No one has an easy time changing. We see people all around us making the same mistakes repeatedly. We experience this at work, at home, in our relationships and in ourselves. Regardless of where the change needs to happen, the process of change is difficult and easy for most people to avoid.

Teens resist change as much, if not more, than we do. Researchers have found that rather than criticizing teens for repeatedly making the same mistakes, parents are more effective when they ask questions that stimulate a teen’s ability to increase self-awareness. When a teen recognizes there is a problem and owns the problem, he or she is more open to using strategies that will help stop those mistakes from being made.

This process of asking questions in the interest of change is referred to as motivational interviewing. For example, when you ask an alcoholic parent how he or she wants to be viewed by a child, that parent will say the same thing we all do. He or she wants to be viewed as a good, upstanding person. Next, when you ask that alcoholic parent how he or she is actually viewed by a child, that parent will have a difficult time responding, recognizing the discrepancy between how he or she wants to be viewed and how he or she is actually viewed.

The process of asking questions that leads to a person recognizing the discrepancies between his or her ideal self and his or her actual self is called cognitive dissonance. Asking questions about a repeated pattern of mistakes creates discomfort within a person that then stimulates the change process to occur. People only change when they are uncomfortable.

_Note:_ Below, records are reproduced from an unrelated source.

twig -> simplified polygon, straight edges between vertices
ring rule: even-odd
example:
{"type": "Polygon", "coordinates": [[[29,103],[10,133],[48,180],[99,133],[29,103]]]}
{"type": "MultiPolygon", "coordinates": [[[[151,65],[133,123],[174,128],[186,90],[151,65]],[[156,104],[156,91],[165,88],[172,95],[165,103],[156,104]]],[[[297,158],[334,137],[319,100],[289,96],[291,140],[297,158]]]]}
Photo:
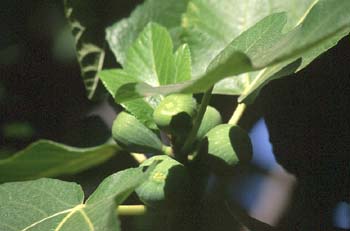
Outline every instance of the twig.
{"type": "Polygon", "coordinates": [[[193,142],[196,139],[197,132],[198,132],[198,129],[202,123],[204,113],[207,109],[207,106],[209,105],[212,91],[213,91],[213,88],[210,88],[208,91],[205,92],[205,94],[202,98],[201,105],[199,106],[198,114],[195,118],[193,127],[192,127],[189,135],[187,136],[187,139],[184,143],[184,146],[181,149],[181,155],[184,155],[184,159],[187,159],[187,152],[189,151],[191,145],[193,144],[193,142]]]}
{"type": "Polygon", "coordinates": [[[139,216],[147,212],[147,207],[144,205],[119,205],[117,214],[120,216],[139,216]]]}
{"type": "Polygon", "coordinates": [[[245,105],[244,103],[238,104],[238,106],[236,107],[236,110],[234,111],[228,123],[232,125],[237,125],[246,108],[247,108],[247,105],[245,105]]]}

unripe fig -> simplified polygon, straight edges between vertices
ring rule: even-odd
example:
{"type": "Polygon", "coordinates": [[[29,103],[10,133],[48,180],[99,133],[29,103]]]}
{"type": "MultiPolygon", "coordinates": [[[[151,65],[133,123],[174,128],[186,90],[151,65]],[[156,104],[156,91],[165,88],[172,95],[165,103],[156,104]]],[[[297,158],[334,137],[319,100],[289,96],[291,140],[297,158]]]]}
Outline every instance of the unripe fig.
{"type": "Polygon", "coordinates": [[[253,151],[246,131],[238,126],[221,124],[207,134],[207,163],[215,170],[227,170],[251,160],[253,151]]]}
{"type": "Polygon", "coordinates": [[[112,136],[129,152],[161,153],[163,144],[157,135],[133,115],[121,112],[113,122],[112,136]]]}
{"type": "Polygon", "coordinates": [[[204,113],[201,126],[198,129],[197,139],[202,139],[210,129],[221,123],[222,119],[220,112],[218,112],[215,108],[208,106],[204,113]]]}
{"type": "Polygon", "coordinates": [[[136,189],[140,200],[154,208],[168,208],[184,202],[189,190],[186,168],[165,155],[154,156],[141,166],[150,166],[154,161],[161,162],[151,172],[148,180],[136,189]]]}
{"type": "Polygon", "coordinates": [[[196,113],[196,101],[192,95],[173,94],[166,96],[153,113],[159,128],[173,134],[183,134],[192,127],[196,113]]]}

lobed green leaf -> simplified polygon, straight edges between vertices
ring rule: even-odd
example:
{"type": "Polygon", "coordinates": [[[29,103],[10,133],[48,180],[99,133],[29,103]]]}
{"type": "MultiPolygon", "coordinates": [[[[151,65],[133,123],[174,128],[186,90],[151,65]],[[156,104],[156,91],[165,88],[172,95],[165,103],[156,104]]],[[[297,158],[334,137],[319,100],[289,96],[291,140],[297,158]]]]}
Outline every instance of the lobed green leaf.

When people are asked questions that result in cognitive dissonance and internal discomfort, they often will answer in a manner that affirms their ideal self, and this increases their intention to change.

Take, for example, an unhealthy eater who is asked, “Are you eating healthier?” The person may want to eat healthier, and if he or she is not, the answer is unlikely to be a simple “no.” It is more likely that the person will answer with an explanation, such as “not yet, because I haven’t had time to prepare healthy meals,” or “not yet, because I’m too focused on work.” These excuses tell the person of the intention to change, increasing the likelihood that change will occur. In addition, voicing intentions out loud to another person holds an individual more accountable and can stimulate the beginning of the change cycle.

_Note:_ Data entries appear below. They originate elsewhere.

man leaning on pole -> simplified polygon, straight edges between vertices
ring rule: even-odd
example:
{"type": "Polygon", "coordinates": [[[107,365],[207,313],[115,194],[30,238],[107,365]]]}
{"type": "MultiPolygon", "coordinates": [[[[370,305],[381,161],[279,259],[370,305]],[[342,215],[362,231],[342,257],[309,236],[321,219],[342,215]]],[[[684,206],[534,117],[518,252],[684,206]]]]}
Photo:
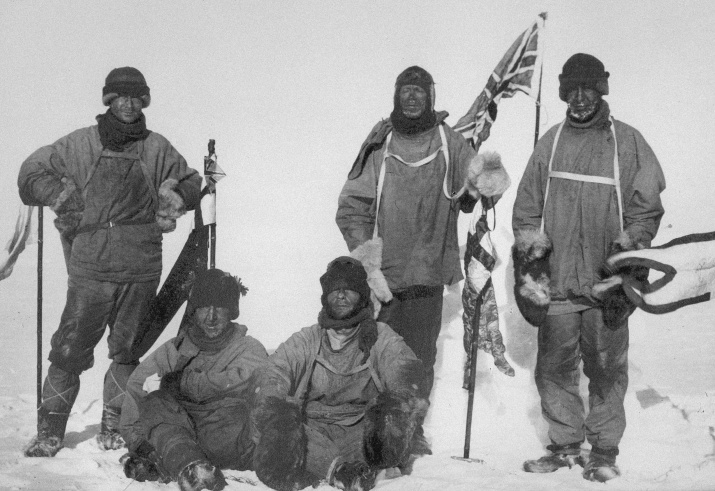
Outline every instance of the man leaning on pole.
{"type": "Polygon", "coordinates": [[[147,129],[143,109],[151,97],[141,72],[112,70],[102,102],[109,109],[96,125],[41,147],[18,177],[25,204],[56,213],[69,274],[28,457],[52,457],[62,448],[79,376],[94,364],[107,326],[112,363],[97,441],[105,450],[124,446],[119,415],[139,362],[131,346],[159,285],[162,233],[199,202],[201,176],[166,138],[147,129]]]}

Here are some examples of how to help teens think in a way that allows them to recognize their need to change:

If your teen is having trouble coming in on time for a curfew, ask, “Are you going to make your curfew tonight?” When the response is “yes,” it increases the likelihood that the teen will make curfew, as it highlights an intention to do the right thing.

If your teen is chronically overspending, ask, “Are you planning on sticking to the budget this month?” Pursue an affirmative answer with a question about what the action plan is and how much money he or she intends to save.

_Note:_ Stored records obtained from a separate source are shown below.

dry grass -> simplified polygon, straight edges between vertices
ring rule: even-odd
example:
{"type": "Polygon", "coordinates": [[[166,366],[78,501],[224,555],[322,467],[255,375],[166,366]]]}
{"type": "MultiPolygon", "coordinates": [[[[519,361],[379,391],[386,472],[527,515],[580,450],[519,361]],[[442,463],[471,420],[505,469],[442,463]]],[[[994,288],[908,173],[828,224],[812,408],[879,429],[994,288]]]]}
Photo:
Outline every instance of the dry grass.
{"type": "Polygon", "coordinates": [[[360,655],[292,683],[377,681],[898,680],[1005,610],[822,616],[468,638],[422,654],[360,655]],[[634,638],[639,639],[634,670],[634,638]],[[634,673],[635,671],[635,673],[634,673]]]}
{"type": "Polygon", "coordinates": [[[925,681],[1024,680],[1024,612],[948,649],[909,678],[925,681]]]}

When asking questions, use these techniques:

Express empathy by using reflective listening. For example, your teen says, “I’m having trouble focusing in my classes,” and you respond, “So, you are struggling to pay attention in class.”

Illustrate the discrepancy between the teen’s goals or values and current behavior.

Avoid confrontation during questioning by using “The Columbo Approach,” based on the nonconfrontational manner of the detective in the television series “Columbo.”

Expect some resistance, and react positively and without judgment.

Encourage and empower teens to use new strategies to help them change and close the gap between their ideal selves and their real selves.

Change is never easy. Using motivational interviewing techniques will help teens gain insight into how close or far they are from their ideal selves.